"Resistere resistere resistere". E la battaglia diventò una resa

L'appello del 2002 arrivò dopo anni in cui viveva la guida del pool come una guerra. In realtà fu un grido da disperato

"Resistere resistere resistere". E la battaglia diventò una resa

P er capire davvero la stagione che ieri si chiude definitivamente con la morte di Borrelli, bisogna riavvolgere il nastro di quasi trent'anni. Portarlo alla mattina del 18 febbraio 1992, nella caserma di via Moscova dei carabinieri milanesi. È il rapido briefing con cui viene ufficializzata la notizia che è già sui giornali, l'arresto di Mario Chiesa, presidente del Pio Albergo Trivulzio. «Al termine di una indagine durata oltre un anno....»: così esordisce l'ufficiale che parla ai cronisti. È una verità che sparirà in fretta. La versione ufficiale, ancora oggi valida, è quella di un arresto in flagrante, scattato grazie alle accuse, pochi giorni prima del bliz, di un fornitore del Trivulzio, Luca Magni. Le manette a Mario Chiesa, dice la versione ufficiale, arrivano quasi per caso: e altrettanto per caso innescano un terremoto.

Poi c'è l'altra storia, quella su cui solo le incaute parole dell'ufficiale gettano un filo di luce: un'inchiesta non estemporanea, arrivata passo dopo passo a individuare in Chiesa l'anello debole di Tangentopoli, e a incastrarlo utilizzando Luca Magni come una sorta di esca. Non un complotto, si badi: solo una verità più complicata. Ma che rende meno inspiegabile quanto accade dopo: l'ingresso in scena di Di Pietro, le confessioni a raffica, il terremoto che investe il Paese.

Comunque siano andate le cose, Borrelli ne fu il regista. Fu lui a benedire il rito ambrosiano delle manette inaugurato da Di Pietro, gli interrogatori in simultanea, gli arresti a confessioni ancora calde, che fu la vera ricetta del successo dell'inchiesta. Fu lui, dopo avergli lasciato briglia sciolta per un po', ad affiancare all'ex poliziotto molisano colleghi più rodati come Gherardo Colombo e Piercamillo Davigo, in grado di fornire spessore giuridico alla sua furia investigativa. Fu lui a indirizzare con mano ferrea l'inchiesta nei gradini successivi che si aprivano, di sviluppo in sviluppo.

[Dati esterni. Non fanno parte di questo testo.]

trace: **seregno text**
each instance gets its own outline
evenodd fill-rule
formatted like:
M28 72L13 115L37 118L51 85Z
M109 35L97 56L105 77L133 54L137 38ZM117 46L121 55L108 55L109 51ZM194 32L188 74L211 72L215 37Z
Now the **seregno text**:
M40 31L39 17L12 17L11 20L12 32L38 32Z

Diceva la verità, quando - con Montecitorio ormai decimato dagli avvisi di garanzia - giurava di non avere immaginato, nella primavera del 1992, dove l'indagine avrebbe portato il suo pool. Ma, quando capì quali orizzonti si stavano aprendo, fu lui a decidere che Mani Pulite non sarebbe stata l'ennesima puntata della serie (fino ad allora non lunga) di indagini giudiziarie sul Palazzo, un capitolo destinato a chiudersi in qualche modo con un armistizio. Quello era lo scontro finale, da cui solo uno dei contendenti sarebbe uscito in piedi: «Il problema non è di uscire da Tangentopoli, ma di penetrarvi fino al cuore per espugnarla, raderla al suolo, cospargervi il sale», disse.

A volte dietro le quinte, a volte davanti ad esse: ma è sempre Borrelli a dettare tempi e contenuti della battaglia con il potere politico. Quando i suoi quattro pm (al terzetto si era aggiunto Francesco Greco, oggi suo erede) vanno davanti alle telecamere chiamando il Paese alla rivolta contro il «decreto salvaladri» del governo Berlusconi, Borrelli non c'è, è rimasto nel suo ufficio, dietro la porta chiusa. Ma hanno la sua benedizione. È lui, d'altronde, a considerare Berlusconi come il paladino della liquidazione totale della autonomia della magistratura italiana, l'avversario con cui nessuna mediazione è possibile. È Borrelli a firmare l'avviso di garanzia al Cavaliere del dicembre 1994, è lui a condurre l'interrogatorio. Borrelli sceglie di esporsi in prima persona, rompendo la tradizione che voleva i capi delle Procure un passo indietro: lo fa perché sa che solo così lo scontro può essere vinto.

Poi le cose sono andate come si sa, e alla fine anche lui - dopo Colombo e Di Pietro - arrivò alla amara conclusione della inutilità di Mani Pulite: e in fondo il leggendario «resistere,

resistere, resistere» del 2002 era più un grido di dolore che una chiamata alle armi. Aveva spazzato via una Repubblica, aprendo la strada ad una in cui faceva ancora più fatica a riconoscersi. Chissà se aveva dei rimpianti.